Delphine et Dieudonné - coachs éco-conduite au Hainaut

Nous

Avec « les visages du TEC », nous partons à la rencontre de celles et ceux qui font le TEC. Car derrière chacun de nos collaborateurs, il y a une histoire, un parcours, une personnalité qui méritent d’être mis en lumière. Découvrez Delphine Bogaerts et Dieudonné Ntibansibako, 2 de nos coachs en éco-conduite. L’éco-conduite est une spécificité du Hainaut. Elle consiste en une conduite souple et une vitesse stable, tout en évitant des accélérations et freinages brusques.

Le TEC – Depuis quand travaillez-vous au TEC et qu’est-ce qui vous y plaît ?

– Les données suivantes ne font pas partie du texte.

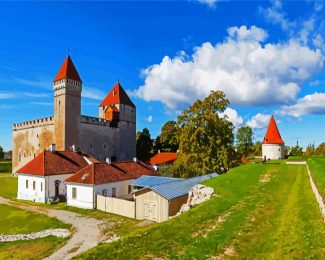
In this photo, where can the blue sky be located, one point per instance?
(268, 56)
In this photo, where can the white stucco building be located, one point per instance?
(272, 145)
(109, 179)
(45, 175)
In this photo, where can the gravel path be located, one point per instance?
(87, 230)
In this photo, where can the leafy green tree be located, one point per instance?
(144, 145)
(257, 149)
(2, 154)
(206, 138)
(169, 137)
(244, 140)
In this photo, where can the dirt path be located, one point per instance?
(87, 230)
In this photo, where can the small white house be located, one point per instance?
(45, 175)
(272, 145)
(109, 179)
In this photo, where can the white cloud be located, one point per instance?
(309, 104)
(259, 121)
(248, 71)
(233, 116)
(92, 93)
(210, 3)
(149, 119)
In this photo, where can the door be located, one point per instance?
(57, 188)
(150, 210)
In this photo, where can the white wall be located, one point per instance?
(85, 193)
(36, 195)
(273, 151)
(84, 197)
(51, 184)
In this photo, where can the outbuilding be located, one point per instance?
(45, 175)
(161, 198)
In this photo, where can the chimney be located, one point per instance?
(108, 160)
(52, 148)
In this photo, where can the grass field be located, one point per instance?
(33, 249)
(5, 167)
(261, 211)
(317, 167)
(14, 220)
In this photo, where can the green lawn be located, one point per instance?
(5, 167)
(317, 168)
(261, 211)
(14, 220)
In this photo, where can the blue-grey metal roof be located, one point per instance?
(179, 188)
(149, 181)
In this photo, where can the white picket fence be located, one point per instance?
(116, 206)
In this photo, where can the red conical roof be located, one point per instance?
(272, 134)
(68, 71)
(117, 96)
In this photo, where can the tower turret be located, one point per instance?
(67, 87)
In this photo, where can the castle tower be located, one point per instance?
(117, 106)
(272, 145)
(67, 87)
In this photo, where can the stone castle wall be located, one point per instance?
(29, 138)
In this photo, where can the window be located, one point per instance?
(74, 193)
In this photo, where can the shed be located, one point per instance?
(159, 202)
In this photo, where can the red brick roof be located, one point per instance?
(272, 134)
(163, 158)
(101, 173)
(55, 163)
(117, 96)
(68, 71)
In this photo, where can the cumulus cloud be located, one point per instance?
(259, 121)
(233, 116)
(248, 71)
(309, 104)
(149, 119)
(92, 93)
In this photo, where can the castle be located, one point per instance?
(272, 145)
(110, 135)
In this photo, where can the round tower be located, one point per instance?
(272, 145)
(67, 87)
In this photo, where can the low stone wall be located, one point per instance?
(59, 232)
(317, 195)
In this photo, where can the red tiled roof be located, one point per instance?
(117, 96)
(100, 173)
(272, 134)
(163, 158)
(68, 71)
(55, 163)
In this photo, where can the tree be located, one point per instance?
(144, 145)
(169, 139)
(2, 154)
(206, 138)
(257, 149)
(244, 140)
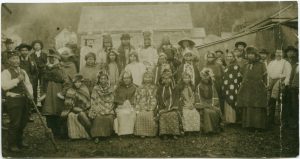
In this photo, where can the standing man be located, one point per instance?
(106, 49)
(148, 54)
(241, 46)
(16, 84)
(27, 64)
(39, 57)
(124, 50)
(279, 72)
(8, 48)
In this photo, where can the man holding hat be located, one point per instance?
(17, 87)
(148, 54)
(241, 46)
(40, 59)
(8, 48)
(279, 72)
(124, 49)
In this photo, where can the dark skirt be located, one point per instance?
(254, 117)
(145, 124)
(169, 123)
(102, 126)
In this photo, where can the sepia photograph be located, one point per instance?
(150, 79)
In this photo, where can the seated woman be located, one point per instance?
(207, 102)
(191, 117)
(101, 110)
(136, 68)
(78, 99)
(124, 101)
(168, 110)
(145, 104)
(89, 70)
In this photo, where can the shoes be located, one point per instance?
(96, 141)
(23, 145)
(14, 149)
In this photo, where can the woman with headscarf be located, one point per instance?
(252, 96)
(124, 102)
(77, 99)
(231, 83)
(185, 91)
(67, 62)
(168, 108)
(218, 72)
(207, 102)
(113, 68)
(162, 64)
(145, 105)
(136, 68)
(55, 78)
(171, 52)
(102, 106)
(90, 70)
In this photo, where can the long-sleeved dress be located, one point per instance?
(89, 74)
(145, 105)
(207, 102)
(137, 70)
(191, 117)
(101, 111)
(170, 122)
(77, 99)
(252, 97)
(124, 100)
(231, 83)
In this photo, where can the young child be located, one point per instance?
(145, 105)
(191, 117)
(78, 99)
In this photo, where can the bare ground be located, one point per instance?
(233, 142)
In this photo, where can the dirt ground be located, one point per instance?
(232, 142)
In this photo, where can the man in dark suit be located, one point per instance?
(39, 57)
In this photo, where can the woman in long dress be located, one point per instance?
(231, 83)
(89, 70)
(191, 117)
(101, 111)
(54, 78)
(113, 68)
(207, 102)
(78, 100)
(168, 108)
(252, 96)
(136, 68)
(145, 105)
(124, 101)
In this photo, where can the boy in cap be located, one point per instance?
(17, 87)
(124, 49)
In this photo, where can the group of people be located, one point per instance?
(146, 91)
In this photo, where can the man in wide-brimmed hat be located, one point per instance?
(8, 48)
(40, 59)
(124, 49)
(16, 84)
(148, 54)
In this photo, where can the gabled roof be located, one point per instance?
(135, 18)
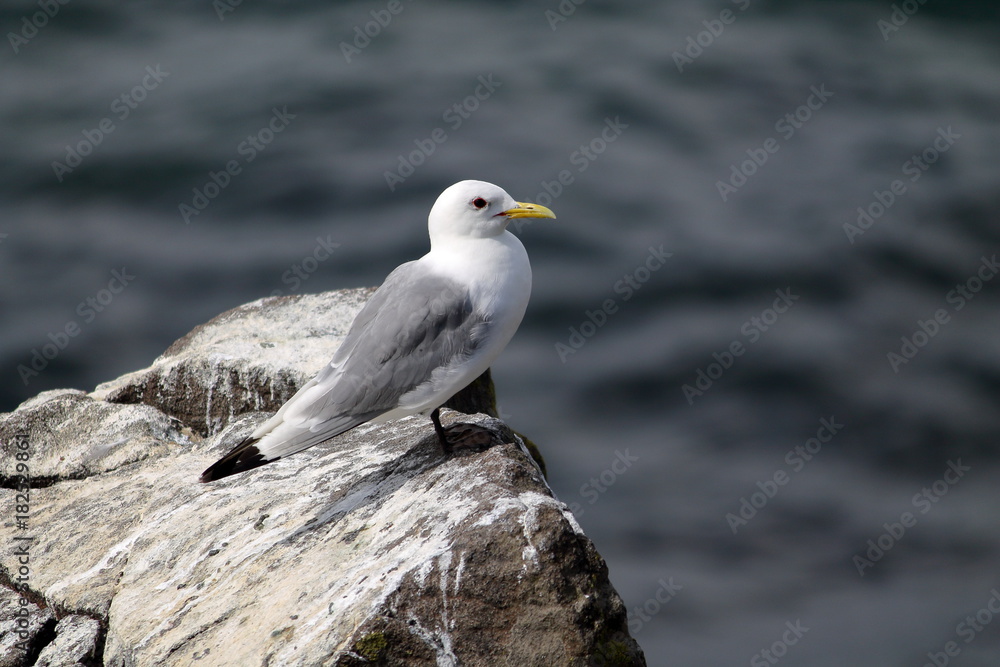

Je suis entrée au TEC en juillet 2005, il y a 15 ans déjà. Ce que j’aime dans mon métier, c’est surtout le contact avec la clientèle et la diversité, le fait qu’on ne fasse pas deux fois la même ligne. Avec un diplôme de secrétaire, je ne me destinais pas à être conductrice mais j’ai vite accroché. Etant donné que mon père est conducteur au TEC je connaissais déjà les avantages et les inconvénients du métier.

Delphine

J’ai passé les examens du TEC un peu par hasard en 2001. On recherchait un conducteur pour la ligne 6, pour Jemappes et je me suis porté volontaire. À l’origine, j’ai un diplôme des Beaux-Arts et un régendat en Arts Plastiques. Conduire un bus, c’est à la fois un art et un métier. Il faut tout connaître pour donner une belle image et un service de qualité. C’est comme cela que l’on changera l’image du chauffeur en un conducteur respectable et qui se respecte.

Dieudonné

Pourquoi vouloir devenir coach ?

J’ai postulé en 2019 en tant que coach pour plusieurs raisons. Tout d’abord, j’aime être à l’aise quand je conduis et, avec l’éco-conduite, je me sens plus zen et calme. Je suis totalement convaincue de ses bienfaits et je l’applique autant au travail que dans ma voiture personnelle. Ensuite, j’apprécie la diversité de mon métier. Devenir coach me permettait de suivre une formation, d’apprendre de nouvelles choses mais aussi de pouvoir les transmettre à mes collègues. J’aimerais qu’on nous retire l’étiquette de « chauffard » qui nous colle à la peau. Appliquer les principes de l’éco-conduite (gestes souples, adaptation de la vitesse, diminution de la consommation, etc.), permettrait d’améliorer l’image du conducteur.

Delphine

Pour moi, c’est vraiment un plaisir et une reconnaissance d’être coach. On a l’impression d’être une grande famille. Ça me motive de transmettre mes connaissances pour avancer ensemble. Je suis content de pouvoir partager ça avec mes collègues du dépôt de Mons.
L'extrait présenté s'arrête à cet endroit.